Wer sich nachts mit unruhigen Beinen quält (Restless Legs) und auf Medikamente angewiesen ist, sollte wissen, dass manche der üblicherweise verordneten Arzneimittel eine sehr unangenehme Eigenschaft haben: Sie können die Impulskontrolle verringern, so dass etwa Computerspielbegeisterung oder Sexualität, Essen oder Kaufen plötzlich ausufern. Das kommt nicht nur bei den Parkinsonmitteln vor, die Ärzte niedrig dosiert gegen RLS verordnen, sondern auch bei atypischen Neuroleptika.
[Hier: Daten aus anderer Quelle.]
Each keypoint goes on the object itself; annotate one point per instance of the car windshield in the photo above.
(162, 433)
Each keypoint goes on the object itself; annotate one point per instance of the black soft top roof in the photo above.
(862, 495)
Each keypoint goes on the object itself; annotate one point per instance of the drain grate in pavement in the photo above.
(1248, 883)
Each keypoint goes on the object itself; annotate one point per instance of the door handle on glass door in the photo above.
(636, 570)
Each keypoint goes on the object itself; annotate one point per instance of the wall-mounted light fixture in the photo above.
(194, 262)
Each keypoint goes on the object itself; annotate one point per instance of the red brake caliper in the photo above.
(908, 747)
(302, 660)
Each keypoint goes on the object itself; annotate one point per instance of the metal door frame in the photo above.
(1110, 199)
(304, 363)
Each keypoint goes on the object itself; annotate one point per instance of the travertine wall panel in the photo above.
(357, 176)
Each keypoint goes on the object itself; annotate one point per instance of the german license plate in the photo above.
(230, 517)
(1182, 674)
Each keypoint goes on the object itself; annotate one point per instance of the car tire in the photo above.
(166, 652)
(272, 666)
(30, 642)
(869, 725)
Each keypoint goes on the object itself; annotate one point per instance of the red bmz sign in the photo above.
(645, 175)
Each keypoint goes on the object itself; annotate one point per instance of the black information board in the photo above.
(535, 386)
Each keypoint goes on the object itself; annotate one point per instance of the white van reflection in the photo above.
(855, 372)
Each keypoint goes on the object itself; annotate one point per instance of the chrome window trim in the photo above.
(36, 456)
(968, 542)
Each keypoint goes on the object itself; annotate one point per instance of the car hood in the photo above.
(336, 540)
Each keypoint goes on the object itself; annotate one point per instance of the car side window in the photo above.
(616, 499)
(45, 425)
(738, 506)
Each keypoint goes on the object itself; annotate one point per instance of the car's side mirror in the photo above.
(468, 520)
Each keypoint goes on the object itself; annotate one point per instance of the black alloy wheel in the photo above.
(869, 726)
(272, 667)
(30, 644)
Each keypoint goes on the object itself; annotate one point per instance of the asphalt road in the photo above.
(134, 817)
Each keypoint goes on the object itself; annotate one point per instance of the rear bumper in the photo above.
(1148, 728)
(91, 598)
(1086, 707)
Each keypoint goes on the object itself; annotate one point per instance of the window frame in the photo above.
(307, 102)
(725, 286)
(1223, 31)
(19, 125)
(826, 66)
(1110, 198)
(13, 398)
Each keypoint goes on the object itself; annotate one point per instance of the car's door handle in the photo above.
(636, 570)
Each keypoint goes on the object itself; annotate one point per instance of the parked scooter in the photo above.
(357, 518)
Medikamente dieses Typs verordnen Ärzte bei schizophrenen Erkrankungen und bipolaren Störungen und vermutlich viel zu häufig bei Demenz-bedingten Verhaltensstörungen. Nach Beginn der Einnahme oder bei einer Dosiserhöhung können binnen Tagen oder Wochen Störungen der Impulskontrolle eintreten.7 Davon berichten mehrere Studien und auch dem Bundesinstitut für Arzneimittel liegen entsprechende Berichte vor. Die meisten betreffen den Wirkstoff Aripiprazol, aber auch Risperidon, Quetiapin und andere sind darunter. Was oft hilft: In Abstimmung mit dem Arzt oder der Ärztin die Dosis verringern, das bisher benötigte Medikament gegen ein anderes austauschen oder auch einmal den Versuch machen, es ganz abzusetzen.